Penilaian kerusakan sejauh ini telah diselesaikan di 18 distrik dan 428 rumah tinggal dan rumah susun, 148 institusi swasta dan publik seperti sekolah, pusat anganwadi, pusat kesehatan dan gedung pemerintah dilaporkan terkena dampaknya.

Kerusakan infrastruktur termasuk satu tanggul di distrik Baska, dua jembatan di Nagaon, infrastruktur Assam Power Distribution Company Limited di distrik Sonitpur, Udalguri dan Hojai, kata ASDMA.

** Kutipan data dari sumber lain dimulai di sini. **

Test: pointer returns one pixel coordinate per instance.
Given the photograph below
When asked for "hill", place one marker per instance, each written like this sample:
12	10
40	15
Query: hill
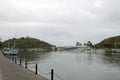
28	42
111	42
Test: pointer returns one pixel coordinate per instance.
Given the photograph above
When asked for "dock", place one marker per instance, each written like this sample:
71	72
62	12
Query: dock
11	71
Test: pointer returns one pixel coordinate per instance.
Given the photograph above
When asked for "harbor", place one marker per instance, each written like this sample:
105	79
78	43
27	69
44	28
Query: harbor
11	71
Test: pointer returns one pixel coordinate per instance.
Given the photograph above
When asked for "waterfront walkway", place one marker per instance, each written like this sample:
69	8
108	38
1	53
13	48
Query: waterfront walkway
11	71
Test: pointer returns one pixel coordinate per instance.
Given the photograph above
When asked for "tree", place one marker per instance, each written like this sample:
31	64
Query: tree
1	45
78	44
89	43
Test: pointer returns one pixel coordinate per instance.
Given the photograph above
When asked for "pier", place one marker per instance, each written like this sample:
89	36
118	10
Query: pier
11	71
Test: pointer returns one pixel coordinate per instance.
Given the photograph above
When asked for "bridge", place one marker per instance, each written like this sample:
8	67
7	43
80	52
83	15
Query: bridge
62	48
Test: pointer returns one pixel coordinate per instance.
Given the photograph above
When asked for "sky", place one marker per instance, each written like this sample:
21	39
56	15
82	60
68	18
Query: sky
60	22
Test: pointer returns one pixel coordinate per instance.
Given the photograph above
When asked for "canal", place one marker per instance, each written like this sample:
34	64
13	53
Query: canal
71	65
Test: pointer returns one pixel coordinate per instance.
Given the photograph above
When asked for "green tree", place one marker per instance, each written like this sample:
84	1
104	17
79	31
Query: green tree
1	45
89	43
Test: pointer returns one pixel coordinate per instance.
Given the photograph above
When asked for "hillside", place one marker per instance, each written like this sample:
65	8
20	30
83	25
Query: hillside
28	42
111	42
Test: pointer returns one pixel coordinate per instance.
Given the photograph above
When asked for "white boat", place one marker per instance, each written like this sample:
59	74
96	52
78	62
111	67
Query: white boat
116	50
6	51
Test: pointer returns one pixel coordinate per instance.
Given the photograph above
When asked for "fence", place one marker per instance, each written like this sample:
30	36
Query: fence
51	73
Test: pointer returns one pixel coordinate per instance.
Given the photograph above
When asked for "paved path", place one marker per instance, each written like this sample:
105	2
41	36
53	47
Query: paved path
11	71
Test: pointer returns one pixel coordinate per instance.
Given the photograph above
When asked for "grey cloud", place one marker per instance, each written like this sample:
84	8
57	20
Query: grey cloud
60	21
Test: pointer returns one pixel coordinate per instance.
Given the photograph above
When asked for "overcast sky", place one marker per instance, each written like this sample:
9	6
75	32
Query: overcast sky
60	22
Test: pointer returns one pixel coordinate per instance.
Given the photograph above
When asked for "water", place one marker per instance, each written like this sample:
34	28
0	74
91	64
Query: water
78	65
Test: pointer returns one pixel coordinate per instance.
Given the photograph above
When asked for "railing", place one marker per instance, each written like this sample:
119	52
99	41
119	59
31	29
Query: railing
51	73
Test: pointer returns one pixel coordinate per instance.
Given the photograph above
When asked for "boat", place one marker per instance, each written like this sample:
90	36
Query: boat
12	51
6	51
115	50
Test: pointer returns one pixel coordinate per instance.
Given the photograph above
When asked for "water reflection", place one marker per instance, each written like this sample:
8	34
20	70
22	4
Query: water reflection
112	58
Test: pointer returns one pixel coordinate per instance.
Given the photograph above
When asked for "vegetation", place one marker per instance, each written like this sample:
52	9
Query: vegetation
1	45
28	42
89	44
112	42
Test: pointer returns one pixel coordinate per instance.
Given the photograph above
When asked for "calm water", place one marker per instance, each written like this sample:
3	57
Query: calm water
78	65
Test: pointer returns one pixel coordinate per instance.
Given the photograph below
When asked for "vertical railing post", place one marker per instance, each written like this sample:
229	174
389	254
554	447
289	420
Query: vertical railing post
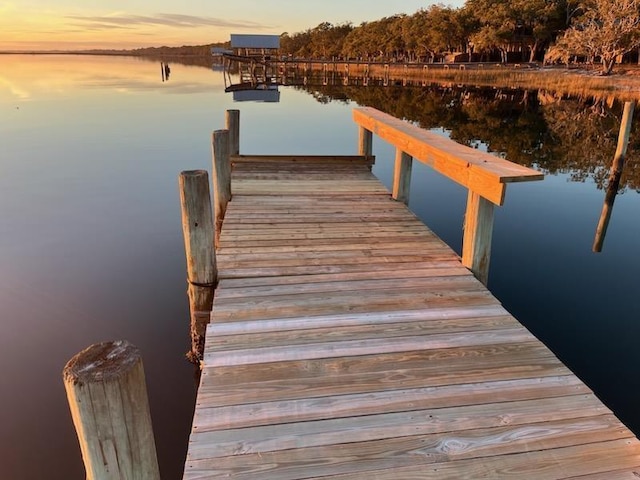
365	142
198	233
221	176
107	396
402	176
478	230
232	123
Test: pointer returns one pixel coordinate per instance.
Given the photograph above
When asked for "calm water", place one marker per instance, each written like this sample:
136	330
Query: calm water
91	246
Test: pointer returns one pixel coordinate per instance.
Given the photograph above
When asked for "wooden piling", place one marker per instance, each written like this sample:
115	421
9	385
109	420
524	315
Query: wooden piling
478	231
108	400
402	176
221	175
365	141
614	176
198	233
232	123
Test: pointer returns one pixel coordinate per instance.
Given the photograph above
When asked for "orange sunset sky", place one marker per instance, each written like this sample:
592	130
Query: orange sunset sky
122	24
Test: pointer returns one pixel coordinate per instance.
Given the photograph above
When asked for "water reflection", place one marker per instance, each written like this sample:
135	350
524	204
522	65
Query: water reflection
617	167
540	129
91	247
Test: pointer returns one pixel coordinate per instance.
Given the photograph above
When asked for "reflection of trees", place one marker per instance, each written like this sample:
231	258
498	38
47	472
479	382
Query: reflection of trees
588	133
571	136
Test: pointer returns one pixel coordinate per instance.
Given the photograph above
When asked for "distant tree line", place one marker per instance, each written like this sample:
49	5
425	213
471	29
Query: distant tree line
490	30
539	129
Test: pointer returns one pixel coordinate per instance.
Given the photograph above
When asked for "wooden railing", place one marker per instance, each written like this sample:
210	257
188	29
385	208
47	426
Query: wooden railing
485	176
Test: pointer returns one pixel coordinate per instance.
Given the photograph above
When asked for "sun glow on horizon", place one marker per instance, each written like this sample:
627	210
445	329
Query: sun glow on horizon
40	25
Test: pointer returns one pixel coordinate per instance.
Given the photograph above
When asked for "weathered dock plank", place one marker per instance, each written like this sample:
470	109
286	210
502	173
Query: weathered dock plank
348	342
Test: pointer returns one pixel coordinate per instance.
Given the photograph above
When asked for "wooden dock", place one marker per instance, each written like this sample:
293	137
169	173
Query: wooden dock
347	341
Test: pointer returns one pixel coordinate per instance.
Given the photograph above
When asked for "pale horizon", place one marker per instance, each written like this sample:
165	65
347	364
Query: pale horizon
41	25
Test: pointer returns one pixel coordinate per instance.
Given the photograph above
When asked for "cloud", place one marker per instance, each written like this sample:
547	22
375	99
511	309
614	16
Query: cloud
121	21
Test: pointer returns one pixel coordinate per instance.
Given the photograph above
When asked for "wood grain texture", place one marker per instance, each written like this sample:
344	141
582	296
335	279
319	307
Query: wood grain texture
348	341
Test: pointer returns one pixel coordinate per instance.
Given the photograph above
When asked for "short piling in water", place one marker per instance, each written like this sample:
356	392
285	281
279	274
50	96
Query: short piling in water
108	400
198	233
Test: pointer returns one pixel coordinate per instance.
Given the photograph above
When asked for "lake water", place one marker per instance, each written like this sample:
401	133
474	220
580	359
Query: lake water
91	243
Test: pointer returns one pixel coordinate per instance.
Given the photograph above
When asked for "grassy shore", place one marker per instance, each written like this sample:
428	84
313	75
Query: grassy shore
623	84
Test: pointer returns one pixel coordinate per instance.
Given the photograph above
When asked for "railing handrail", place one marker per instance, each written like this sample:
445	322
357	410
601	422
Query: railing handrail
485	176
481	172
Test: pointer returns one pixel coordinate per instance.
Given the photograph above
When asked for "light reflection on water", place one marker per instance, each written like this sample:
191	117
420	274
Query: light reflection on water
91	247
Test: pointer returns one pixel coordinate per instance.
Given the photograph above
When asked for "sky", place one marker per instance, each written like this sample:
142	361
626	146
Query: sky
124	24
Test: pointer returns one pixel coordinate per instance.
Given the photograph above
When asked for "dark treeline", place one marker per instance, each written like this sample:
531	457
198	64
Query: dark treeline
490	30
534	128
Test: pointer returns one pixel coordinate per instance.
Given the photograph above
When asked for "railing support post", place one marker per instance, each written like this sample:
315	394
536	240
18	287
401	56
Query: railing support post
365	142
402	176
197	229
110	409
478	230
232	123
221	176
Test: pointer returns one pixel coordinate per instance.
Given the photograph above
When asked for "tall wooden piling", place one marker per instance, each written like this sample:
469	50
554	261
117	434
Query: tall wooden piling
198	233
221	175
108	400
617	166
478	232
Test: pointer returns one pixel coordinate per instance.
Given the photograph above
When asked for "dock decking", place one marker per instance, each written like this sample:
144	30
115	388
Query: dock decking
348	342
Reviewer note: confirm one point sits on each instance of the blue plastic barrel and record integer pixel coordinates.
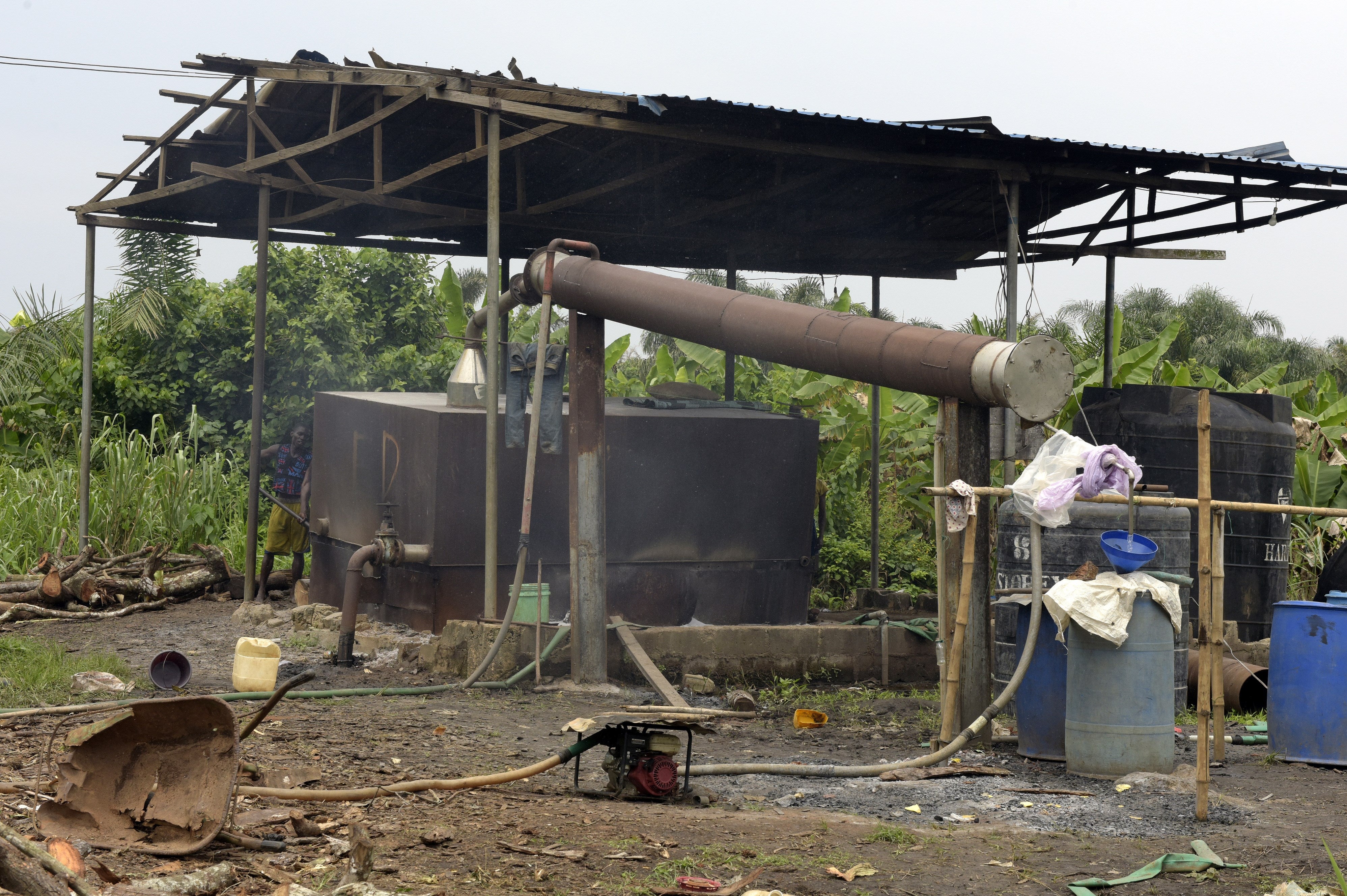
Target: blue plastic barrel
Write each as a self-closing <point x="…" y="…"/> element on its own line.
<point x="1120" y="700"/>
<point x="1307" y="667"/>
<point x="1042" y="700"/>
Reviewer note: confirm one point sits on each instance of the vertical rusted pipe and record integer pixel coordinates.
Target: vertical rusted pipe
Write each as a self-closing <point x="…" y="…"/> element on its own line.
<point x="732" y="282"/>
<point x="87" y="391"/>
<point x="875" y="459"/>
<point x="589" y="553"/>
<point x="259" y="387"/>
<point x="1109" y="273"/>
<point x="1012" y="421"/>
<point x="494" y="359"/>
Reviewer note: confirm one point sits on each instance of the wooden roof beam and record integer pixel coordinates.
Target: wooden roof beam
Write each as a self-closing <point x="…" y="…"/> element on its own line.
<point x="1094" y="231"/>
<point x="183" y="96"/>
<point x="1210" y="188"/>
<point x="275" y="236"/>
<point x="444" y="165"/>
<point x="168" y="135"/>
<point x="1008" y="170"/>
<point x="1139" y="219"/>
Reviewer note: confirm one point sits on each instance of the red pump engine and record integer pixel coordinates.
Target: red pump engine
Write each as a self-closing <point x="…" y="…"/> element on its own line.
<point x="654" y="775"/>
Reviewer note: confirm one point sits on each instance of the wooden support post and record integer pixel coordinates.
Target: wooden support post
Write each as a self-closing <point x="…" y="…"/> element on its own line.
<point x="950" y="725"/>
<point x="521" y="192"/>
<point x="87" y="391"/>
<point x="732" y="282"/>
<point x="974" y="436"/>
<point x="335" y="114"/>
<point x="494" y="355"/>
<point x="259" y="387"/>
<point x="588" y="502"/>
<point x="379" y="147"/>
<point x="1012" y="421"/>
<point x="252" y="128"/>
<point x="948" y="554"/>
<point x="1240" y="208"/>
<point x="1218" y="634"/>
<point x="1205" y="663"/>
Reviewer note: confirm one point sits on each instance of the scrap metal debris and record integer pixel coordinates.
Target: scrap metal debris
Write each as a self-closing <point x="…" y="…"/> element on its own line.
<point x="154" y="778"/>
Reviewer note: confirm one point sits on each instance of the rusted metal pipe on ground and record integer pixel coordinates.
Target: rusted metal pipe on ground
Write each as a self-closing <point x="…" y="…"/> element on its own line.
<point x="1034" y="378"/>
<point x="1245" y="688"/>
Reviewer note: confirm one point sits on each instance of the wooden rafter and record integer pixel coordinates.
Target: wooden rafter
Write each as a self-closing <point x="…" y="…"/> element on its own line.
<point x="585" y="196"/>
<point x="278" y="146"/>
<point x="444" y="165"/>
<point x="1094" y="231"/>
<point x="260" y="162"/>
<point x="168" y="135"/>
<point x="224" y="103"/>
<point x="1142" y="219"/>
<point x="708" y="209"/>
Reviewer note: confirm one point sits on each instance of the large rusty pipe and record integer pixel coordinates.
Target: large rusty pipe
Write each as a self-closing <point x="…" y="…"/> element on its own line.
<point x="351" y="603"/>
<point x="1034" y="378"/>
<point x="1245" y="686"/>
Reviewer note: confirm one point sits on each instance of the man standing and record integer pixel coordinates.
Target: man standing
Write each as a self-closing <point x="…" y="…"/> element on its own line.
<point x="286" y="534"/>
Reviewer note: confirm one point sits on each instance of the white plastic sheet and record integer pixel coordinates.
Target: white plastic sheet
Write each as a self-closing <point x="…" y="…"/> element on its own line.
<point x="1058" y="460"/>
<point x="1104" y="605"/>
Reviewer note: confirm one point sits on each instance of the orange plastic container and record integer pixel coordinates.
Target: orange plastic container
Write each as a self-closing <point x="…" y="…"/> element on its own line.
<point x="810" y="719"/>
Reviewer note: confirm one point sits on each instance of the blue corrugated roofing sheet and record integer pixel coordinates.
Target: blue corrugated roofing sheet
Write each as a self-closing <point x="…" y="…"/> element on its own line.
<point x="1017" y="137"/>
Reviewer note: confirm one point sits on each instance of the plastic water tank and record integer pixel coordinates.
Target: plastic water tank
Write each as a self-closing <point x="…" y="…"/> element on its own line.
<point x="1253" y="459"/>
<point x="1307" y="666"/>
<point x="1042" y="700"/>
<point x="1120" y="700"/>
<point x="1063" y="552"/>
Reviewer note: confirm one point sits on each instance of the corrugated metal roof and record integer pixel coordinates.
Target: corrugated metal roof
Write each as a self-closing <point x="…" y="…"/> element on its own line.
<point x="1147" y="151"/>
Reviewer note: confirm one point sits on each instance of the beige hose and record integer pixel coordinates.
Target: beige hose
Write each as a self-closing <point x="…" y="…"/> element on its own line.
<point x="403" y="787"/>
<point x="957" y="744"/>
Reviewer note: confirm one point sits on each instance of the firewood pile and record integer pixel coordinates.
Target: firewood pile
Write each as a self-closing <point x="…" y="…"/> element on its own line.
<point x="88" y="587"/>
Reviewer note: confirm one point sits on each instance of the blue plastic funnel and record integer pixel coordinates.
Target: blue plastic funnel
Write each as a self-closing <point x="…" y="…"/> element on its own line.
<point x="1128" y="556"/>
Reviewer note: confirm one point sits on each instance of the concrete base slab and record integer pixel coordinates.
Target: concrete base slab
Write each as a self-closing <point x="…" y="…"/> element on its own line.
<point x="842" y="654"/>
<point x="568" y="686"/>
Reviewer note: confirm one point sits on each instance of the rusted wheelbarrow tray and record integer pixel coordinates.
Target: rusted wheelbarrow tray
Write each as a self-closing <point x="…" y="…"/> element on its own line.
<point x="156" y="777"/>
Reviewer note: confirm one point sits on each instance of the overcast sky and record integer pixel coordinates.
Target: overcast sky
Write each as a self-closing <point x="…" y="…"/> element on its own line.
<point x="1209" y="77"/>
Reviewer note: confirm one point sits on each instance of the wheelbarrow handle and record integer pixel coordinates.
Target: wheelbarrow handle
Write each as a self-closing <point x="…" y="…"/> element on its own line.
<point x="308" y="675"/>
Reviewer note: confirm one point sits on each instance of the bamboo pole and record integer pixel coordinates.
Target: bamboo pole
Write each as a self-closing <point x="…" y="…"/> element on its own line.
<point x="1205" y="661"/>
<point x="1218" y="627"/>
<point x="950" y="708"/>
<point x="942" y="584"/>
<point x="1147" y="500"/>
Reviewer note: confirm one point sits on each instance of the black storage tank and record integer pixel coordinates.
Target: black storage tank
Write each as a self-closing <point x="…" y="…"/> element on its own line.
<point x="1066" y="549"/>
<point x="1253" y="459"/>
<point x="709" y="510"/>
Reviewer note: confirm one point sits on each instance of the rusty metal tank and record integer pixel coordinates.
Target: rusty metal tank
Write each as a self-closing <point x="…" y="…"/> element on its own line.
<point x="709" y="510"/>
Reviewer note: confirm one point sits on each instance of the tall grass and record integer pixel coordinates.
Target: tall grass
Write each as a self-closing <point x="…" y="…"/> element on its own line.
<point x="35" y="670"/>
<point x="145" y="488"/>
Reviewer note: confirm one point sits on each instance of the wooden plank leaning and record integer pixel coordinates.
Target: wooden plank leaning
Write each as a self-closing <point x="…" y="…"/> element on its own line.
<point x="643" y="662"/>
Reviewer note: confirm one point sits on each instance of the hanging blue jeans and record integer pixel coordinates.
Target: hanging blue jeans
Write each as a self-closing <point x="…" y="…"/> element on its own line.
<point x="522" y="360"/>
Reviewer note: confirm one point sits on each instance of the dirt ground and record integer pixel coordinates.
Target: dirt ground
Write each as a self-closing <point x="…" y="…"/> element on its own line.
<point x="1269" y="817"/>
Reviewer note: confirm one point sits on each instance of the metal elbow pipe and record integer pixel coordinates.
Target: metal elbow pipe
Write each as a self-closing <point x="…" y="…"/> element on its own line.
<point x="351" y="601"/>
<point x="510" y="299"/>
<point x="1034" y="376"/>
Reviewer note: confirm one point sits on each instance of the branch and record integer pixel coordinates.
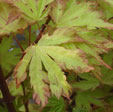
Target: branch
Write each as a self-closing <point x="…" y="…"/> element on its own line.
<point x="6" y="94"/>
<point x="18" y="43"/>
<point x="25" y="102"/>
<point x="29" y="36"/>
<point x="43" y="28"/>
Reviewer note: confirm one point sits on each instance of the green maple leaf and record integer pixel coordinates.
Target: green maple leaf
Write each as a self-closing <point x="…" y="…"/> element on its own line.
<point x="53" y="58"/>
<point x="109" y="1"/>
<point x="10" y="20"/>
<point x="8" y="59"/>
<point x="33" y="10"/>
<point x="77" y="14"/>
<point x="88" y="82"/>
<point x="85" y="99"/>
<point x="55" y="105"/>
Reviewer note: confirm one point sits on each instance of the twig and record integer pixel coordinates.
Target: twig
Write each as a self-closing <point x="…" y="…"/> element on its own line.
<point x="6" y="94"/>
<point x="25" y="102"/>
<point x="29" y="36"/>
<point x="18" y="43"/>
<point x="43" y="28"/>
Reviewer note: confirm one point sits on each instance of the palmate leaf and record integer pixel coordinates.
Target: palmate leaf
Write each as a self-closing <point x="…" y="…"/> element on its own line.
<point x="85" y="99"/>
<point x="33" y="10"/>
<point x="78" y="14"/>
<point x="87" y="82"/>
<point x="55" y="105"/>
<point x="8" y="59"/>
<point x="50" y="55"/>
<point x="91" y="40"/>
<point x="10" y="20"/>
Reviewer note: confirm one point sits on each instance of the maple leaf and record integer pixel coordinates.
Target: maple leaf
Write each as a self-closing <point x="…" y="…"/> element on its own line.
<point x="85" y="99"/>
<point x="10" y="20"/>
<point x="52" y="57"/>
<point x="8" y="59"/>
<point x="88" y="82"/>
<point x="77" y="14"/>
<point x="33" y="10"/>
<point x="55" y="105"/>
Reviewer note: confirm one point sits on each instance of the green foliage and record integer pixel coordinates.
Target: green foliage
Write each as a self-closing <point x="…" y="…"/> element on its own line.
<point x="66" y="58"/>
<point x="8" y="59"/>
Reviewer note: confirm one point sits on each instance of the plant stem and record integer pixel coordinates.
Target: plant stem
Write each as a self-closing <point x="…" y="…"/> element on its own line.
<point x="43" y="28"/>
<point x="6" y="94"/>
<point x="25" y="102"/>
<point x="29" y="36"/>
<point x="18" y="43"/>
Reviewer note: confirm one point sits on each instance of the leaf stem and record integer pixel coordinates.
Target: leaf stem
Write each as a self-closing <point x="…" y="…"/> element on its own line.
<point x="18" y="43"/>
<point x="43" y="28"/>
<point x="25" y="102"/>
<point x="29" y="36"/>
<point x="6" y="94"/>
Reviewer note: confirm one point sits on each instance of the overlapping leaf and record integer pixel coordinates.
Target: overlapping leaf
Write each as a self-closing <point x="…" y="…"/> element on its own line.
<point x="33" y="10"/>
<point x="88" y="82"/>
<point x="52" y="57"/>
<point x="85" y="99"/>
<point x="78" y="14"/>
<point x="10" y="20"/>
<point x="8" y="59"/>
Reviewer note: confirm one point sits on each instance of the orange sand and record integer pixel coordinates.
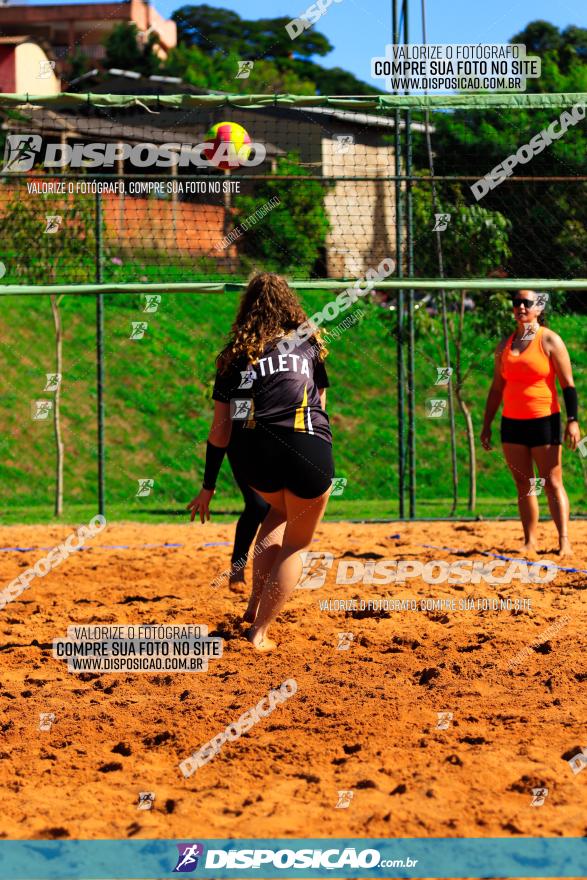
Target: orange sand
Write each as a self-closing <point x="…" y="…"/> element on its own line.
<point x="363" y="719"/>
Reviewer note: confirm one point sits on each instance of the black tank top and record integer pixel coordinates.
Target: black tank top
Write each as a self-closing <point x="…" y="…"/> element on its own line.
<point x="279" y="389"/>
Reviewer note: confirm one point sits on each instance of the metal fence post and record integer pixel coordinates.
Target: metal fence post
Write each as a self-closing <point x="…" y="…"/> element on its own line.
<point x="100" y="357"/>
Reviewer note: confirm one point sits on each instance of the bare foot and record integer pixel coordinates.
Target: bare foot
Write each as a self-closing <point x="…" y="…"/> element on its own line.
<point x="260" y="642"/>
<point x="565" y="548"/>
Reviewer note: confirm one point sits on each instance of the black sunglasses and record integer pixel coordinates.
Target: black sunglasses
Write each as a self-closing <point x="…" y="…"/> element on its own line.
<point x="529" y="303"/>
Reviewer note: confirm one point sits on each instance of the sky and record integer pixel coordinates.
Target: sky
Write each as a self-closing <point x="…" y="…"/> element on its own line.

Gempa bumi mengguncang Assam dan sebagian besar wilayah Timur Laut pada hari Rabu dan diikuti oleh serangkaian gempa susulan yang menyebabkan kerusakan parah pada bangunan swasta, pemerintah dan komersial serta memaksa orang meninggalkan rumah mereka karena ketakutan.

Ketua Menteri Sarbananda Sonowal pada hari Kamis mengadakan pertemuan dengan para pejabat terkait untuk menilai situasi dan mengarahkan mereka untuk mengumpulkan data gempa bumi dengan berbagai kekuatan sejak tahun 1896 untuk mengkaji sifat dampaknya guna menghasilkan peta jalan mitigasi yang efektif di masa depan. .

Dia juga menekankan pentingnya memastikan kepatuhan yang ketat terhadap peraturan bangunan dan Kode Bangunan Nasional dan memerintahkan pembentukan komite ahli untuk mempertahankan desain tahan gempa dalam konstruksi bangunan yang sesuai untuk zona seismik-v di mana Assam berada.

“Saat mendapat informasi tentang keberhasilan Jepang dalam mengembangkan sistem peringatan dini gempa bumi, Sonowal diarahkan untuk menjajaki peluang untuk terlibat dengan Jepang dalam menghadirkan teknologi tersebut ke negara tersebut,” kata rilis resmi.

Gempa bumi pertama berkekuatan 6,4 skala Richter pada hari Rabu diikuti secara berurutan oleh gempa dengan intensitas lebih rendah sebesar 4,7, 4 dan dua gempa berkekuatan 3,6 pada pukul 08.03, 08.13, dan 08.25. dan 08.44 pagi .

Gempa berkekuatan 3,2 lainnya melanda distrik Nagaon di Assam pada pukul 10:05.

Beberapa saat kemudian, gempa susulan 3,4 lainnya melanda Tezpur pada pukul 10:39. pukul, tambahnya.

Pukul 12.32 siang. gempa kedelapan berkekuatan 2,9 melanda Morigaon.

Hal ini diikuti oleh dua gempa bumi lagi berkekuatan 3,4 dan 2,9 masing-masing pada pukul 14:34 dan 15:55, yang kembali melanda distrik Sonitpur, kata Shaw.

Gempa berkekuatan 3 skala Richter terakhir dan ke-11 dirasakan pada pukul 17.39 di Sonitpur, yang terletak di tepi utara Brahmaputra, tambahnya.

NCS mengatakan: “Analisis awal menunjukkan bahwa peristiwa di dekat patahan Kopili terletak lebih dekat dengan Himalayan Frontal Thrust.”

Daerah tersebut secara seismik sangat aktif dan berada di zona bahaya seismik tertinggi V, yang terkait dengan tumbukan tektonik di mana lempeng India menunjam ke bawah lempeng Eurasia, katanya.

Data gempa yang tercatat secara historis dan instrumental menunjukkan bahwa wilayah tersebut terkena dampak gempa sedang hingga besar.

Peristiwa paling menonjol tercatat pada 29 Juli 1960 ketika dilaporkan terjadi gempa berkekuatan 6 skala Richter, tambahnya.

Dampaknya kemudian terasa hampir di seluruh wilayah Timur Laut, sebagian Benggala Barat, Bhutan, dan Bangladesh.